ABD Başkanı Biden ulusa sesleniş konuşmasını “Tanrı askerlerimizi korusun” diye bitirdi.
Bu önemli bir işaret.
Normalde ABD Başkanları ulusa sesleniş konuşmalarını, “Tanrı Amerika’yı korusun” diye bitirir.
Biden’ın “Askerler” ifadesi önümüzde geniş ve yayılacak bir savaşın olduğunu adeta ilan ediyor.
ABD’deki kamuoyu kadar devlet örgütü de bu konuda ikiye bölük vaziyette bu arada.
ABD Dışişleri Bakanlığı’ndan önemli isimler protesto ederek istifa etmeye başladı.
İlk istifa ABD Dışişleri’nde “müttefikler ve ortaklara silah tedariki” biriminde genel müdür olarak görev yapan Josh Paul’den geldi.

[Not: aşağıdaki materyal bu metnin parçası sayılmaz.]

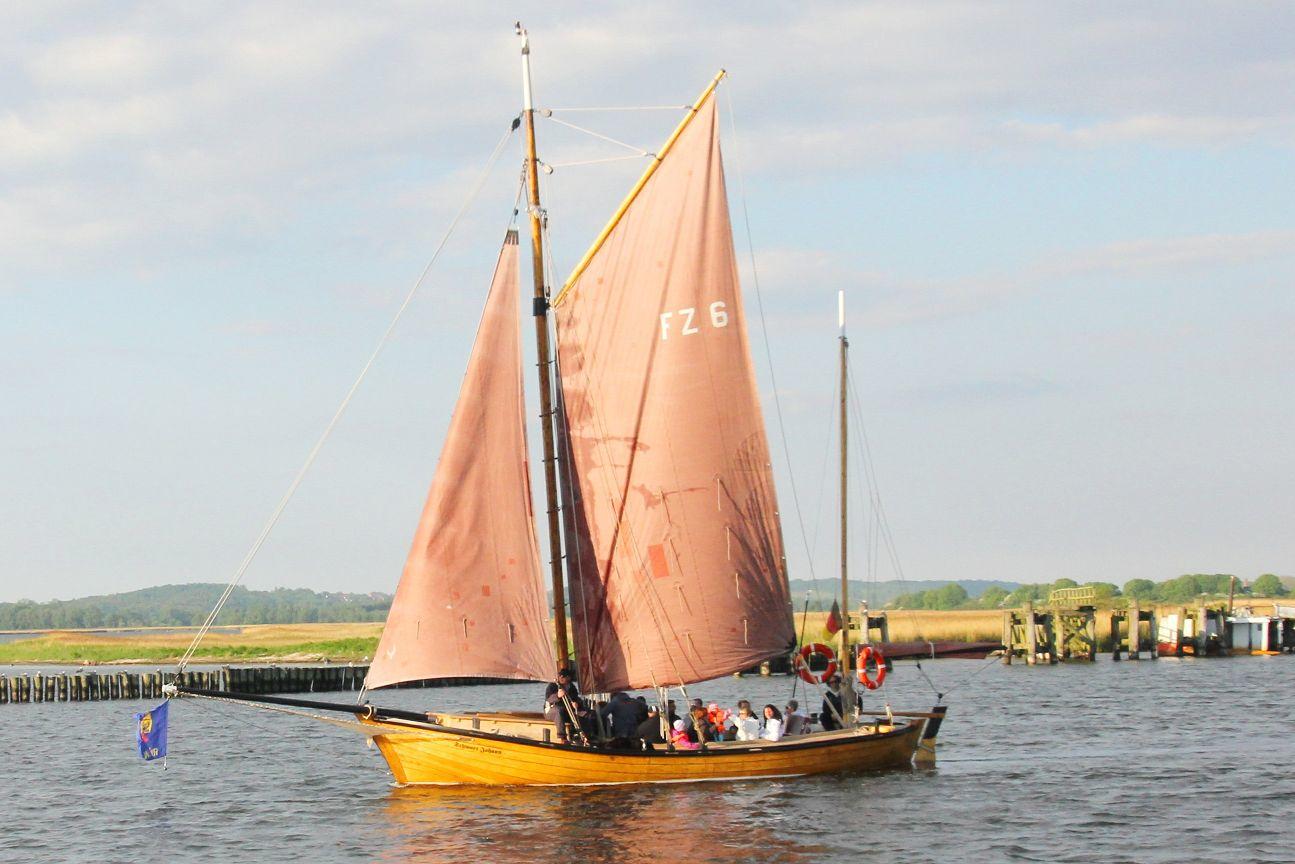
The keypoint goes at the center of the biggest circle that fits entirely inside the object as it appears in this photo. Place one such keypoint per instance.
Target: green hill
(188, 605)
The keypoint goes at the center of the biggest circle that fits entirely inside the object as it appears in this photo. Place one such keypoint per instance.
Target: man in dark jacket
(649, 731)
(558, 709)
(620, 719)
(832, 714)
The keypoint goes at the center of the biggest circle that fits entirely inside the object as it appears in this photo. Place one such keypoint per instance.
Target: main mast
(847, 683)
(540, 311)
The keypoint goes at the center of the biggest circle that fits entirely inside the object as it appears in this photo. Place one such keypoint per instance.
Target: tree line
(188, 605)
(1179, 590)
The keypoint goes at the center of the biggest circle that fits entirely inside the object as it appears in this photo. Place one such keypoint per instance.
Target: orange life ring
(807, 675)
(869, 654)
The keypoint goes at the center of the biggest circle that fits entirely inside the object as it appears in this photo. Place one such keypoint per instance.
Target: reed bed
(918, 625)
(254, 643)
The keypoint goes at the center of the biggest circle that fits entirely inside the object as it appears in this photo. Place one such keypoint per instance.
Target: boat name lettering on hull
(462, 744)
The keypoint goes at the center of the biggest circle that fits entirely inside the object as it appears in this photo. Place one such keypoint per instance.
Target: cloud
(894, 299)
(196, 127)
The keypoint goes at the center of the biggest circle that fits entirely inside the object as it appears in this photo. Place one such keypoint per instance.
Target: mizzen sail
(470, 601)
(677, 570)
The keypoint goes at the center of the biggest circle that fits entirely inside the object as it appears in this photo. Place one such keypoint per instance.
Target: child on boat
(772, 724)
(679, 737)
(746, 723)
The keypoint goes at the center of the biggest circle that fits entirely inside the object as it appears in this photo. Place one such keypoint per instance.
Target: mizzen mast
(544, 364)
(847, 683)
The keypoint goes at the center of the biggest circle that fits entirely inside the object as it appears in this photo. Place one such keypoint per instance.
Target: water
(1163, 761)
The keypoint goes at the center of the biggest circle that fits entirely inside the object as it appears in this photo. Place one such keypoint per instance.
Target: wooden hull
(434, 754)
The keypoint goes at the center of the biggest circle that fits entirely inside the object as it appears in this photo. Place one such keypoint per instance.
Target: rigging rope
(620, 108)
(610, 158)
(337, 416)
(764, 333)
(637, 150)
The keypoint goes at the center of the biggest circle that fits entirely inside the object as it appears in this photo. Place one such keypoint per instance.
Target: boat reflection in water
(620, 824)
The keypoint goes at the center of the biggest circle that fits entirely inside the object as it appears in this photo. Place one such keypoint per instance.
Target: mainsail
(470, 601)
(677, 570)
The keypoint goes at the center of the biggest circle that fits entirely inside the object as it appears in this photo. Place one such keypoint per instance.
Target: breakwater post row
(93, 687)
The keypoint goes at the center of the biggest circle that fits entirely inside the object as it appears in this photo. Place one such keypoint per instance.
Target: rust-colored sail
(470, 601)
(677, 566)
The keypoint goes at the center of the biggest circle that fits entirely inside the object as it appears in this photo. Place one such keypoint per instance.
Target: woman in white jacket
(747, 724)
(772, 724)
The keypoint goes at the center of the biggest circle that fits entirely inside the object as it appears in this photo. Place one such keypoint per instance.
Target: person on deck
(832, 714)
(795, 720)
(649, 731)
(620, 719)
(719, 719)
(679, 737)
(701, 728)
(563, 713)
(772, 724)
(747, 724)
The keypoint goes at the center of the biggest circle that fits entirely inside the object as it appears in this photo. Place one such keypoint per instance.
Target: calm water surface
(1166, 761)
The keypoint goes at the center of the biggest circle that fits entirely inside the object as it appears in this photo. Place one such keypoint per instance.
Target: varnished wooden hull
(433, 754)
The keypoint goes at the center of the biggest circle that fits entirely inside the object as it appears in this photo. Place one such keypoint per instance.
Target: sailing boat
(658, 486)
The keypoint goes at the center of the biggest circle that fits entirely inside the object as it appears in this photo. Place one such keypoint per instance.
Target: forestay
(677, 570)
(470, 601)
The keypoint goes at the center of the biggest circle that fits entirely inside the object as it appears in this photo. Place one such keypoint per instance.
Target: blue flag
(150, 728)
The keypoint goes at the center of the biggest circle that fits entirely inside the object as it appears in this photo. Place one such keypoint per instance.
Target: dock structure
(1201, 631)
(1074, 623)
(1132, 641)
(122, 684)
(1027, 634)
(874, 622)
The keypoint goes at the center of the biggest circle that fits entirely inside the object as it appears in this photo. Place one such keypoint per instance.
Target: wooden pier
(121, 684)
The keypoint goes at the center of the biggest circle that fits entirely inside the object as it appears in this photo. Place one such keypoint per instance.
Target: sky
(1065, 232)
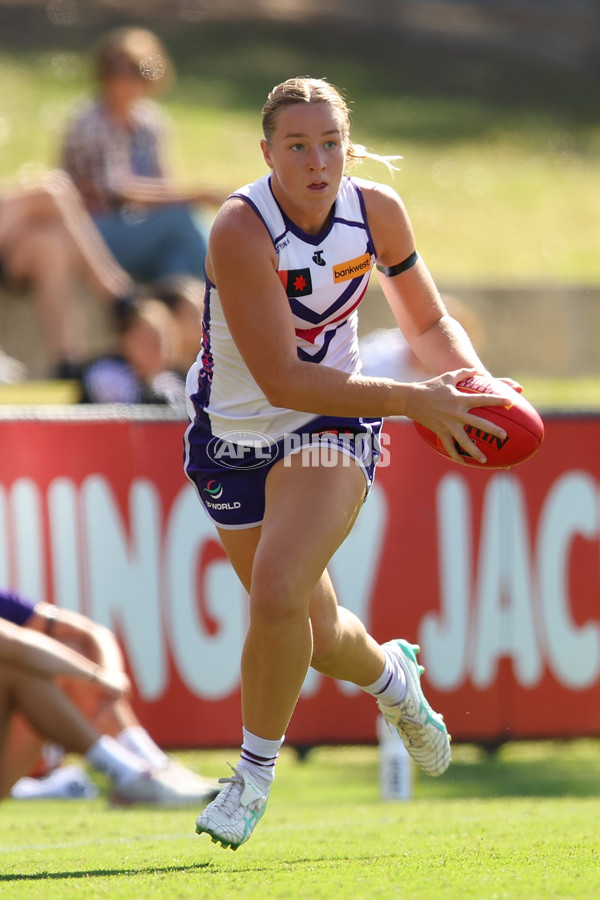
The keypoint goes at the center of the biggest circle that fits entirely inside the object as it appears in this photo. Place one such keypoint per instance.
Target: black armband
(407, 263)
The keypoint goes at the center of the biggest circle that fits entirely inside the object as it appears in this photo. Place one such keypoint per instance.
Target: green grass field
(522, 823)
(500, 156)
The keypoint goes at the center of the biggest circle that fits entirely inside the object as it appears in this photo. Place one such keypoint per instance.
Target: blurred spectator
(386, 353)
(62, 680)
(143, 368)
(49, 243)
(115, 152)
(185, 298)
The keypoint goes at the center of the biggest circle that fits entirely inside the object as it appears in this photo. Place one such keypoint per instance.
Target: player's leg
(343, 650)
(309, 511)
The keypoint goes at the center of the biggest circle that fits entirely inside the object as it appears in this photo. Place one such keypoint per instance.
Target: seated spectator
(49, 244)
(65, 676)
(115, 151)
(185, 299)
(143, 367)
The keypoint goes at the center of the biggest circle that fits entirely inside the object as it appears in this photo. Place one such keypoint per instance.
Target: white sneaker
(233, 816)
(422, 730)
(66, 782)
(189, 780)
(161, 788)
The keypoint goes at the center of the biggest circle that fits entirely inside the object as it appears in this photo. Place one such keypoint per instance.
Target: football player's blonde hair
(316, 90)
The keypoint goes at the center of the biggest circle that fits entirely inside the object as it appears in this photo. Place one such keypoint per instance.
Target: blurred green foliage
(500, 167)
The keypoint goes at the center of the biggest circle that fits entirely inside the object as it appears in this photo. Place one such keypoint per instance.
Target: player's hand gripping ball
(521, 421)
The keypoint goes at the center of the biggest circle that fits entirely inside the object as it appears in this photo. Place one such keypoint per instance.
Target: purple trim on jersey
(15, 608)
(320, 355)
(363, 209)
(253, 206)
(310, 315)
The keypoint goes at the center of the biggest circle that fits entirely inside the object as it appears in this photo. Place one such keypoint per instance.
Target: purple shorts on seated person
(230, 472)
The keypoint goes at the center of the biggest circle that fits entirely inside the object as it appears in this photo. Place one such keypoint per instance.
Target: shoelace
(227, 799)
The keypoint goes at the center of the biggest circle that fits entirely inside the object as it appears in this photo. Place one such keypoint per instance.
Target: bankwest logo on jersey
(297, 282)
(353, 268)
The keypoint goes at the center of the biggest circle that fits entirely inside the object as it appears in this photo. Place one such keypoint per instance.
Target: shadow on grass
(103, 873)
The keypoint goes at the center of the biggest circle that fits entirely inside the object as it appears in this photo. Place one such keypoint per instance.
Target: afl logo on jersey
(353, 268)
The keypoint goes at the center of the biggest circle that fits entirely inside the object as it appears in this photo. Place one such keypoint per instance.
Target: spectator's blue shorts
(155, 243)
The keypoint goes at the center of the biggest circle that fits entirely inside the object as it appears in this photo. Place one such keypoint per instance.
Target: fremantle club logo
(242, 449)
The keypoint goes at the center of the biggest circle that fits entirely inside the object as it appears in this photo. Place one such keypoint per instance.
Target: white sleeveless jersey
(325, 277)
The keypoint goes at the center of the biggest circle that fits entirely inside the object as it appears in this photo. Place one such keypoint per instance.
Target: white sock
(121, 766)
(138, 741)
(259, 757)
(390, 687)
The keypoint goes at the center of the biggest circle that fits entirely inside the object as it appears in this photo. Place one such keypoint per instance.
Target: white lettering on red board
(504, 593)
(518, 606)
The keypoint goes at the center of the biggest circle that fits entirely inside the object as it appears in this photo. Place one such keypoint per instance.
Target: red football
(521, 421)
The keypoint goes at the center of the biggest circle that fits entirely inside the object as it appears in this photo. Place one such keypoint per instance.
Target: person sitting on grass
(62, 680)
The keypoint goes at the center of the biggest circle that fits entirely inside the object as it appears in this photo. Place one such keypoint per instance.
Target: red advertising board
(495, 574)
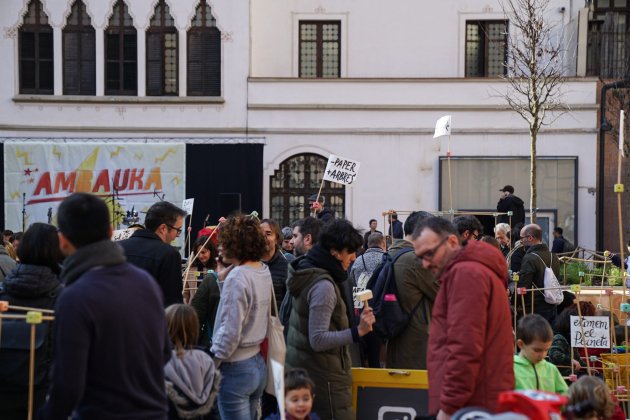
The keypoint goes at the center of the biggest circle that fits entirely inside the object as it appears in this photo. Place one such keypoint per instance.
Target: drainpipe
(604, 126)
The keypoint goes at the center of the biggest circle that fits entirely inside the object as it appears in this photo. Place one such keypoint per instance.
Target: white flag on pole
(443, 127)
(622, 129)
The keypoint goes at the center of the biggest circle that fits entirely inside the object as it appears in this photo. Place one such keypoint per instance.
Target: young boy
(298, 396)
(531, 370)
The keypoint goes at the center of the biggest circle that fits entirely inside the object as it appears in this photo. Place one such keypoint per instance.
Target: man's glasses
(179, 230)
(428, 255)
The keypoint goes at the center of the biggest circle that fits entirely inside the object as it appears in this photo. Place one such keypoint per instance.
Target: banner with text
(130, 177)
(590, 331)
(341, 170)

Paul istifa mektubunda, 11 yıllık görev süresince ahlaki anlamda (muhtemelen Ukrayna’yı kastediyor) tavizler verdiğini, ancak “İsrail’e ölümcül silah transferi”nin sınırlarını aştığını belirtti.
Seymour Hersh uzun bir süredir ABD istihbarat ailesindeki çatlaktan söz ediyor. Askeri istihbarat ile CIA’nın çatıştığını söylüyor.
Çelişkinin temel sebebi, müesses nizam olarak bilinen Şirketler ABD’sinin emrindeki Neocon ve Straussien olarak tabir edilen siyasetçi ve bürokratların gemi azıya alması.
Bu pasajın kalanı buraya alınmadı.